Termination payments
The government announced before the Autumn Statement that all payments in lieu of notice (PILONs) would be taxed, regardless of what the employment contract said, from April 2018 (currently some PILONs may be paid tax-free if there is no contractual right to make one). However, it has now confirmed that “tax will only be applied to the equivalent of basic pay if…notice is not worked”. The government has apparently dropped complex provisions to tax ‘expected bonus income’ in relation to a notice period – more details on this should be available on 5 December.
Salary sacrifice
The tax and employer NIC advantages of salary sacrifice schemes will be removed from April 2017, except for arrangements relating to pensions (including pensions advice), childcare, cycle to work schemes and ultra-low-emission cars. Arrangements in place before that date will be protected until April 2018, and arrangements for other cars, accommodation and school fees will be protected until April 2021.
Employers will find these benefits more expensive to offer, especially when the cost is added to the increase in insurance premium tax, affecting benefits such as private dental and medical insurance – this has doubled in the past two years and is now at 12 per cent.
There is a window between now and next April to review how these arrangements have been offered to employees, and whether both the benefit and the saving have become a contractual entitlement or, at the very least, an expectation. Making changes could be tricky. Employers may want to change what they offer for new joiners and, in the longer term, consider changes for those already receiving non-exempt benefits.
Employee shareholders
The government is abolishing the tax advantages linked to ’employee shareholder’ status introduced in 2013, although employee shareholder agreements made before 1 December 2016 are unaffected.

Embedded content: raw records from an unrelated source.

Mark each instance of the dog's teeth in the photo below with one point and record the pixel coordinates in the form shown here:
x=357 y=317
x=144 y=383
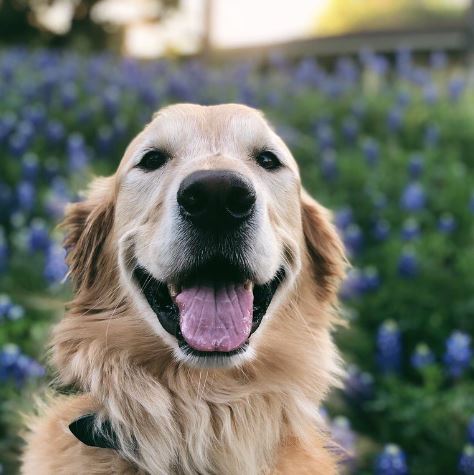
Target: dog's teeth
x=173 y=290
x=248 y=285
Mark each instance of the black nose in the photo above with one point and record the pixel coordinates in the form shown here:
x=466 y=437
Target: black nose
x=214 y=198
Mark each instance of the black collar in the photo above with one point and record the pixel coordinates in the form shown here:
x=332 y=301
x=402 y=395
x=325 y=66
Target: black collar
x=94 y=432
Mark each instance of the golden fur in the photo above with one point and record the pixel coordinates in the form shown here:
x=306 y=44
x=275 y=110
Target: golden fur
x=259 y=416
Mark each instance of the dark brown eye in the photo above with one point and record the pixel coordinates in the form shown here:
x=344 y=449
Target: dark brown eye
x=153 y=159
x=268 y=160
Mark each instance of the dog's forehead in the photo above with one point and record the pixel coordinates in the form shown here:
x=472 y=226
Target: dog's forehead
x=194 y=130
x=185 y=123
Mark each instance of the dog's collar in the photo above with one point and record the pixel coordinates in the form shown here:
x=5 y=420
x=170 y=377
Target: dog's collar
x=94 y=433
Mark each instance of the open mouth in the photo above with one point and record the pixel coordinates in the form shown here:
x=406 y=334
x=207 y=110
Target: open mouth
x=212 y=310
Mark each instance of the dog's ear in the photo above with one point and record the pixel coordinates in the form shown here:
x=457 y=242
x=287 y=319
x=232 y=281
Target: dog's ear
x=324 y=246
x=87 y=225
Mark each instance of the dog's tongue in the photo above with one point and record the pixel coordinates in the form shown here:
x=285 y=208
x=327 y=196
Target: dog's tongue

Employee shareholders give up certain statutory rights (for example, unfair dismissal) in return for a minimum of £2,000 worth of shares. This means the individual pays no/reduced income tax on the shares and gets capital gains tax (CGT) relief on the proportion of shares valued when acquired at up to £50,000 when the shares are sold. It was designed to encourage start-up companies, but the special tax treatment was mainly used by senior executives as a tax loophole, with the rights given up usually re-inserted into a contract. So, a lifetime limit of £100,000 of CGT relief was introduced for agreements made on or after 17 March 2016. As well as now losing all tax advantages, the government has confirmed the status itself will be closed at the next legislative opportunity.
Because employee shareholders were little used, except at very senior levels, this is unlikely to have much impact on HR departments.